In the inbound marketing system, marketers are interested in two separate, yet equally important goals: lead generation and increased revenue. This is a story about how trade shows can help.
In a recent blog post, we talked about how inbound marketing can be a more efficient, more affordable lead generation option than trade shows. But that doesn't necessarily mean that you have to give up trade shows altogether. If you do choose to continue to attend and exhibit at trade shows, you want to ensure that your presence - from your booth to your t-shirt - is integrated with your inbound marketing objectives and overall strategy.
Here's how you can do it and make the captain AND the DA proud:
Make a Positive ID
You can't possibly attend every trade show that is tangentially related to your business. Not only would the logistics be a major hurdle, the expenses would add up quickly. Instead, do like Briscoe and Curtis and narrow down your suspects.
Only attend those shows that make fiscal sense, that minimize the time you have to spend away from your daily routine, and where you know your actual customers will be.
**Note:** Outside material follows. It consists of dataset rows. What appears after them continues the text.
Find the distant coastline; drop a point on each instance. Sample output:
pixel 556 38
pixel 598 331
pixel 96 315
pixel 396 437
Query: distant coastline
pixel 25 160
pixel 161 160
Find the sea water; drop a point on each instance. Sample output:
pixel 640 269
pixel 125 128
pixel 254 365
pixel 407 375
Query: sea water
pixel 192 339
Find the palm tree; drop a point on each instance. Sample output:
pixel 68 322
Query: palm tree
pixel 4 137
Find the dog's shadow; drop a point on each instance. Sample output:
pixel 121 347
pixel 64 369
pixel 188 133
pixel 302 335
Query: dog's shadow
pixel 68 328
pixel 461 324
More on that in a moment.
Collect the Evidence
Jack McCoy would never show up to arraignment without all his ducks in a row. The fact is that to make the most of your trade show experience, you have to prepare well in advance and we don't mean booking hotel rooms. Every trade show you attend should have a marketing plan that extends both before and after the show.
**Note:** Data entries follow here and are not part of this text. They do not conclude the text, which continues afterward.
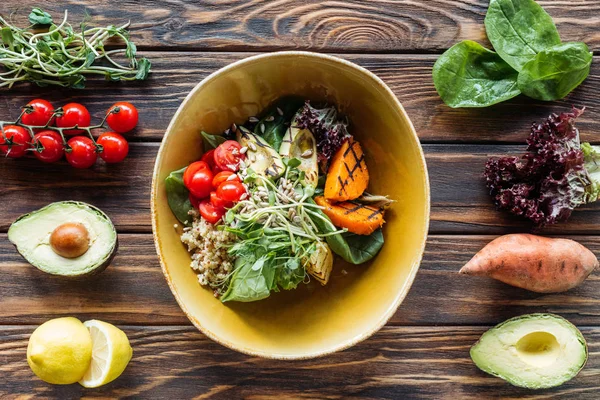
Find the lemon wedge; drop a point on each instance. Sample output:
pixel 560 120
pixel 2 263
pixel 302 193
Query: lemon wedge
pixel 111 353
pixel 60 350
Some ideas for trade show marketing include:
- A series of social posts letting your contacts know you will attend
- Blogs covering details of the show
- Automated email workflows to show attendees
- Custom landing page designs for the trade show
- Personalized follow-up emails
You also want to be sure to research who exactly is going to be in attendance. And expecting someone to drop by your booth is like expecting the suspect to walk right in and confess -- you're going to need to do a little interrogation first. That doesn't mean badgering the prospect you want to meet, but it does mean setting up a time to talk to them well before the day of the show.
Get the Jury on Your Side
One mistake a lot of defense attorneys make is underestimating Jack McCoy.
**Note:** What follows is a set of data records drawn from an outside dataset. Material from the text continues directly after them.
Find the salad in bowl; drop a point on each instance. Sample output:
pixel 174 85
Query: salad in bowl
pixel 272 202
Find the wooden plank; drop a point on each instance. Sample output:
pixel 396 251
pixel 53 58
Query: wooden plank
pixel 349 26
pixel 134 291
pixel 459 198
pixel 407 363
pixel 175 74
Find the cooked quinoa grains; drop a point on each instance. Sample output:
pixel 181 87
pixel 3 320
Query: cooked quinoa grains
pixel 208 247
One mistake many trade show attendees make is overestimating their ability to make new contacts at a trade show. Instead, use this time to get the jury (e.g., the people you already know, your contacts, prospects, and customers) on your side. Plan a time to meet with them over coffee or ask them to stop by your booth. Nurturing these relationships is the best way to get a lot of value out of your trade show experience.
There wasn't a closing argument that Abbie Carmichael couldn't take a bite out of. Channel her ferocity to make the most of your tradeshow engagements.
Speaking engagements - from keynotes to educational presentations - can be a great way to save some money on a trade show booth while still getting a lot of the benefits of attending. Consider arranging speaking engagements for yourself or your team to show off your knowledge and establish your company's thought leadership.
Wrap Things Up
At the end of the episode - that is, at the end of the day - it's important to assess just how successful you were.
You won't get to toss back a scotch with Adam Schiff, but you can sit down with your team and evaluate the quality of the leads you managed to generate to determine whether you got your money's worth out of your attendance.